Pakistan has made remarkable progress in electrification of its towns and villages both in absolute terms and as percentage of population over the past two decades, according to a recently-released report titled "Global Tracking Framework" issued jointly by the World Bank and the International Energy Agency. This report at least partly explains the dramatic increase in demand-supply gap and consequent increase in load-shedding in Pakistan.
The report says that 60 percent of Pakistanis had access to electricity in 1990, 80 percent in 2000 and 91 percent in 2010. By 2010, 88 percent people of rural and 98 percent of the country's urban population had access to electricity. Comparable figures in India are as follows: 51% in 1990, 62% 2000, and 75% in 2010. 93% of urban and 67% of rural Indians had access to electricity in 2010.

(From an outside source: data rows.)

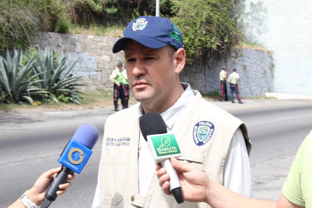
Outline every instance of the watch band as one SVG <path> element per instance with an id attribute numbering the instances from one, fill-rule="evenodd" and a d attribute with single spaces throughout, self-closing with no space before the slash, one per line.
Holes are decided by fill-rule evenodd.
<path id="1" fill-rule="evenodd" d="M 37 206 L 35 203 L 31 201 L 27 197 L 26 195 L 27 193 L 27 191 L 26 191 L 21 196 L 22 202 L 27 208 L 39 208 L 39 206 Z"/>

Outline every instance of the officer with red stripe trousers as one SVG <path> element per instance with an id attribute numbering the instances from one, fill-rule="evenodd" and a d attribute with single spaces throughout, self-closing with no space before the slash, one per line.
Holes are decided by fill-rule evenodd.
<path id="1" fill-rule="evenodd" d="M 114 97 L 114 105 L 115 107 L 115 111 L 119 111 L 118 108 L 118 99 L 120 98 L 123 109 L 124 108 L 125 102 L 125 93 L 123 87 L 123 84 L 125 82 L 125 78 L 122 75 L 121 69 L 122 63 L 121 62 L 117 64 L 117 67 L 111 72 L 110 79 L 114 83 L 114 90 L 113 92 Z"/>

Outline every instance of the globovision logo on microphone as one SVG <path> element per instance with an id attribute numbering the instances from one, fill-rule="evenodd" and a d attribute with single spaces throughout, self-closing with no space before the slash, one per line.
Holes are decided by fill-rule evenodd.
<path id="1" fill-rule="evenodd" d="M 71 140 L 58 161 L 75 172 L 80 173 L 92 153 L 91 150 Z"/>
<path id="2" fill-rule="evenodd" d="M 151 136 L 157 156 L 181 153 L 174 134 L 163 134 Z"/>

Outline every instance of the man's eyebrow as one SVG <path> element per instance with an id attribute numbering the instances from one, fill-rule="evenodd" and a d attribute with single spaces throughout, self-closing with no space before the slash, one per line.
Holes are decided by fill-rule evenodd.
<path id="1" fill-rule="evenodd" d="M 141 52 L 140 53 L 140 56 L 142 57 L 146 57 L 149 56 L 155 56 L 157 55 L 157 53 L 156 52 L 153 51 L 143 51 Z M 131 54 L 132 53 L 131 52 L 127 53 L 127 54 L 125 53 L 125 58 L 128 58 L 131 56 Z"/>

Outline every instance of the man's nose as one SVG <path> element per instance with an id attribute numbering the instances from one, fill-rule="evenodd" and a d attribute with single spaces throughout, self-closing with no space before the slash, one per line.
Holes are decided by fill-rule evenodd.
<path id="1" fill-rule="evenodd" d="M 139 76 L 145 74 L 145 68 L 144 62 L 138 59 L 136 61 L 134 67 L 132 70 L 132 73 L 135 76 Z"/>

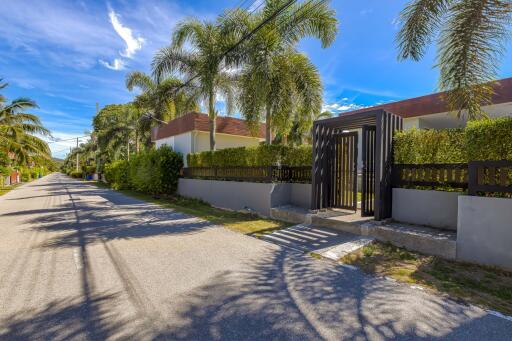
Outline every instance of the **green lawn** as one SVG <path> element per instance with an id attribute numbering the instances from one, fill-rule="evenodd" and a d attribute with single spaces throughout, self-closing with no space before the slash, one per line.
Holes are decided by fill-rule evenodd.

The report identifies top 20 countries with the largest number of people to have gained access to electricity over the past 20 years. Of these, 12 are in Asia. They brought electrical service to 1.3 billion people (of the 1.7 billion electrified globally between 1990 and 2010), 283 million more than their population increase. The most impressive expansion of electrification occurred in India, China, Indonesia, Pakistan and Bangladesh. The advances in these populous countries are of enormous significance for achievement of the global universal access target.
The detailed World Bank report identified India as the most deprived country in terms of access to energy: as many as 306.2 million of its people are still without this basic utility. The remaining 19 nations lacking access to energy, with the number of deprived people is as follows: Nigeria (82.4 million), Bangladesh (66.4 million), Ethiopia (63.9 million), Congo (55.9 million), Tanzania (38.2 million), Kenya (31.2 million), Sudan (30.9 million), Uganda (28.5 million), Myanmar (24.6 million), Mozambique (19.9 million), Afghanistan (18.5 million), North Korea (18 million), Madagascar (17.8 million), the Philippines (15.6 million), Pakistan (15 million), Burkina Faso (14.3 million), Niger (14.1 million), Indonesia (14 million) and Malawi 13.6 million).
In addition to access to electricity, the report also details access to non-solid fuels like oil and natural gas
(fuels other than firewood, dung or charcoal commonly used in poor countries for cooking) as a key parameter of progress in terms of energy. Such access helps reduce environmental pollution
and associated human health hazards.
The goal of universal access to modern energy depends critically on the efforts of 20 high-impact countries which include Bangladesh, China, India and Pakistan. Together, these 20 countries account for more than two thirds of the population currently living without electricity (0.9 billion people) and more than four-fifths of the global population without access to non-solid fuels (2.4 billion people). In terms of electricity, India has by far the largest access deficit; exceeding 300 million people, while for non-solid cooking fuel, India and China each have access deficits exceeding 600 million people.
This tracking report is part of UN's Sustainable Energy For All
(SE4ALL) Initiative launched in 2012. The initiative recognizes the importance of universal access to modern energy as a key part of empowering the poor and lifting large numbers of people out of poverty and deprivation.
For the newly-connected rural poor in Pakistan, even a couple of hours of electricity a day is better than no electricity all. Even a brief period of service enables them to charge up their cell phones and watch a little bit of television to stay informed and connected.These small things significantly improve the quality of life of those who lived without any electrical connections in the last decade or two. Eventually one hopes that the energy crisis will be resolved to bring supply and demand in better balance.